Complessivamente sono 40 gli indagati e tutti di primissimo livello: l’assessore del Comune di Lecce Attilio Monosi, gli avvocati salentini Marco Fasiello (figlio di Maria Antonietta Gualtieri), Fabio Varallo, indicato fittiziamente come legale dello sportello di Brindisi, Chiara Manno, falsamente indicata come legale dello Sportello di Taranto, il consulente del lavoro Francesco Lala e gli imprenditori Michele Pasero e Giancarlo Saracino. Indagati anche Salvatore Laudisa, responsabile del servizio economico-finanziario ed economato del Comune di Lecce e Paolo Rollo, responsabile della gestione mobiliare e immobiliare dello stesso Comune. Due i dipendenti del Comune di Brindisi indagati: Marco Locorotondo, 57 anni brindisino, e Paolo Damiano Sellani, leccese di 47 anni. Agli indagati è stata sequestrata la somma indebitamente percepita dal ministero, pari appunto a due milioni di euro.

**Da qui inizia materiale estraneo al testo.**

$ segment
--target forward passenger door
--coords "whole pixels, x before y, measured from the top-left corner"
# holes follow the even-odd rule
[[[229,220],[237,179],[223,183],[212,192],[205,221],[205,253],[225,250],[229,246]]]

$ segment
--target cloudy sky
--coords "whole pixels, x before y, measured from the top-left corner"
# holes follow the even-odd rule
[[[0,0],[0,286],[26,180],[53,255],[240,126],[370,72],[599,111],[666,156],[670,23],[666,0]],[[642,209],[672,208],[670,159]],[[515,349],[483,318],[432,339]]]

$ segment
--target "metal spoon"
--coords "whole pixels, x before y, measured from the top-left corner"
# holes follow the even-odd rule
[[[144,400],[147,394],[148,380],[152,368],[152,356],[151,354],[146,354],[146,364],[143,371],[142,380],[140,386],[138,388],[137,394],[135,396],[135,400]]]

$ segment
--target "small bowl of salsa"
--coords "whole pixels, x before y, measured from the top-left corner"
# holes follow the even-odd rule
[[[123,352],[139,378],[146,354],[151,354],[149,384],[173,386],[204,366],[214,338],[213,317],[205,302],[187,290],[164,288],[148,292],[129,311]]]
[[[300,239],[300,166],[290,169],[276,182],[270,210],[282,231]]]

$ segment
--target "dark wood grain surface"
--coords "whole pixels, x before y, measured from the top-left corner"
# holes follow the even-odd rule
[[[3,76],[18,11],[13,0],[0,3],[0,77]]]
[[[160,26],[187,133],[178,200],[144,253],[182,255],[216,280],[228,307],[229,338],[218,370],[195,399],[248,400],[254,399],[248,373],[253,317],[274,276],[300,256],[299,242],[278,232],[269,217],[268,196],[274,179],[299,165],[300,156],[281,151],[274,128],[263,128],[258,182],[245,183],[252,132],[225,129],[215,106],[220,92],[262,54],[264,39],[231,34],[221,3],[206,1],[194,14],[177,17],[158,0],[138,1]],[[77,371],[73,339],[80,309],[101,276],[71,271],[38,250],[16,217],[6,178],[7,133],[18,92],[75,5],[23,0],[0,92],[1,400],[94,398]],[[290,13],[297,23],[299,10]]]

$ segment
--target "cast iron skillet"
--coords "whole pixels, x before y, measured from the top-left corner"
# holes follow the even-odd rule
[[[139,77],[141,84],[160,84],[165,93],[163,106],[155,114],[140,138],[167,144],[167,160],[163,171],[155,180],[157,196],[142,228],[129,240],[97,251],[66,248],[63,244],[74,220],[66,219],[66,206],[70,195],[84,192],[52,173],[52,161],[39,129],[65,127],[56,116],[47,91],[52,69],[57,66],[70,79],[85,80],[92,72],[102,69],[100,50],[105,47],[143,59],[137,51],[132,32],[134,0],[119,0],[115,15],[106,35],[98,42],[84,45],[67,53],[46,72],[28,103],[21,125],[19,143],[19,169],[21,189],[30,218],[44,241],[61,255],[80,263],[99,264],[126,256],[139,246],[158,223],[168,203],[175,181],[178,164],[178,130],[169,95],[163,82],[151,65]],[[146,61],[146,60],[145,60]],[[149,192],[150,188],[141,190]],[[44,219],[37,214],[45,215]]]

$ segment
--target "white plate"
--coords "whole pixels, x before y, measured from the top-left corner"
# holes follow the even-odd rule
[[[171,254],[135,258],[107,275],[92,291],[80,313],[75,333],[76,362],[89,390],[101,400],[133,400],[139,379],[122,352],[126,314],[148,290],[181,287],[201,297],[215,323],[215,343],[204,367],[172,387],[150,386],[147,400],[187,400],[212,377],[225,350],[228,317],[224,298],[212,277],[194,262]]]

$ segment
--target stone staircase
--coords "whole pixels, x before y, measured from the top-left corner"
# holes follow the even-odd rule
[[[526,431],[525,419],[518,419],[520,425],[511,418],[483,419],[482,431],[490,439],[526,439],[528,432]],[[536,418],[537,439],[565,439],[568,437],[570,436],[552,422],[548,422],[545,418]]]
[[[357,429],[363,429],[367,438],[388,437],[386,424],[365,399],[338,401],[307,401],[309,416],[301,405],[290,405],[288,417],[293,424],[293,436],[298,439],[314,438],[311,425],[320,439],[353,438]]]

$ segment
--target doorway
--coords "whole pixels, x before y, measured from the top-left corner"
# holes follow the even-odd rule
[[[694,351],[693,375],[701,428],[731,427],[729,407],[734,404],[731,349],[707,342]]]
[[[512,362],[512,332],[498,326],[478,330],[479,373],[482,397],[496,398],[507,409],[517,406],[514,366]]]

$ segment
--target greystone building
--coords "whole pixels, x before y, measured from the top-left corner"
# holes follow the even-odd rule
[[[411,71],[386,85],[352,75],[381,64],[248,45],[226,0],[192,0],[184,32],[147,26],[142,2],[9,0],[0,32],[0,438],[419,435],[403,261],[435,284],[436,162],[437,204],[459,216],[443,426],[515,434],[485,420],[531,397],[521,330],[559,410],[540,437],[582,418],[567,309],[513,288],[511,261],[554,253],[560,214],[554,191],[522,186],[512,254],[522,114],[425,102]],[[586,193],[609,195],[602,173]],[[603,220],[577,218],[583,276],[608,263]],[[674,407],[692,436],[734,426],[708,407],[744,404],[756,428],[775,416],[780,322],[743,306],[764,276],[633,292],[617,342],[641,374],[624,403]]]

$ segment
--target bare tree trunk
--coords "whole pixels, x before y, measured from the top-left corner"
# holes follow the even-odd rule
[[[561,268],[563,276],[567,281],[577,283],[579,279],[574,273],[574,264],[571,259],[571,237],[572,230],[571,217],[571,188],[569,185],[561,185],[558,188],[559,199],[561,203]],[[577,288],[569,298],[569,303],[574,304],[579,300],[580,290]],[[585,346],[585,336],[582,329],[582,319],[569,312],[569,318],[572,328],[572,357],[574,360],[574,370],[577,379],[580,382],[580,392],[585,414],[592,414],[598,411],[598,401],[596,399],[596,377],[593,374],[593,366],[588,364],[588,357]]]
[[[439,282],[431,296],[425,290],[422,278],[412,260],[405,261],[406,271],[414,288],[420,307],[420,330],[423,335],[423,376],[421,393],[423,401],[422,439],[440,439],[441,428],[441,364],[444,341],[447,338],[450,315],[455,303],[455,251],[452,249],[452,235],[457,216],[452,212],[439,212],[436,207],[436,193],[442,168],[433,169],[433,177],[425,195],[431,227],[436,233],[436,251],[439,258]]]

Secondo le indagini della Guardia di Finanza, gli sportelli anti-racket esistevano solo sulla carta: l’obiettivo era infatti un altro, quello di avere accesso ai fondi messi a disposizione dal Fondo di Solidarietà per le vittime del racket. Per questo nel maggio del 2012, Gualtieri avrebbe stipulato un’apposita convenzione con I’Ufficio del commissario antiracket istituito presso il ministero dell’Interno e con le amministrazioni comunali di Lecce, Brindisi e Taranto per la creazione dei tre sportelli antiracket. Che pur non essendo attivi, negli anni hanno presentato una rendicontazione falsa sulle spese sostenute per il personale, l’acquisizione di beni e servizi o di trasferte mai sostenute, rendiconti che attestavano, falsamente, l’operatività degli sportelli relativamente al servizio di assistenza fornito alle vittime (con l’ausilio di specifiche figure professionali quali avvocati, commercialisti, esperti del settore bancario) e al numero di denunce raccolte, arrivando addirittura ad alterare il raggiungimento degli obiettivi richiesti dal progetto.

Il tutto è stato possibile, ovviamente, soltanto grazie all’appoggio di un lungo elenco di professionisti compiacenti: avvocati, commercialisti, ed esperti del settore bancario, con i quali sarebbero stati anche stipulati contratti di collaborazione fasulli con dipendenti esistenti solo sulla carta, ed emettendo buste paga fasulle per prestazioni mai effettuate. Una volta ottenuti i finanziamenti grazie alle false rendicontazioni presentate all’Ufficio del commissario antiracket, i fittizi collaboratori – sempre secondo quanto accertato dagli investigatori – li restituivano in contanti alla stessa presidente dell’associazione, per un importo che era pari alla differenza tra la cifra fatturata ed una quota del 20%, che fungeva da «compenso» alla stessa azienda fornitrice. I finanziamenti illeciti sarebbero stati destinati anche a realizzare opere infrastrutturali e all’acquisto degli arredi presso le sedi di Lecce e Brindisi. Tutto insomma, tranne che aiutare le vittime del racket.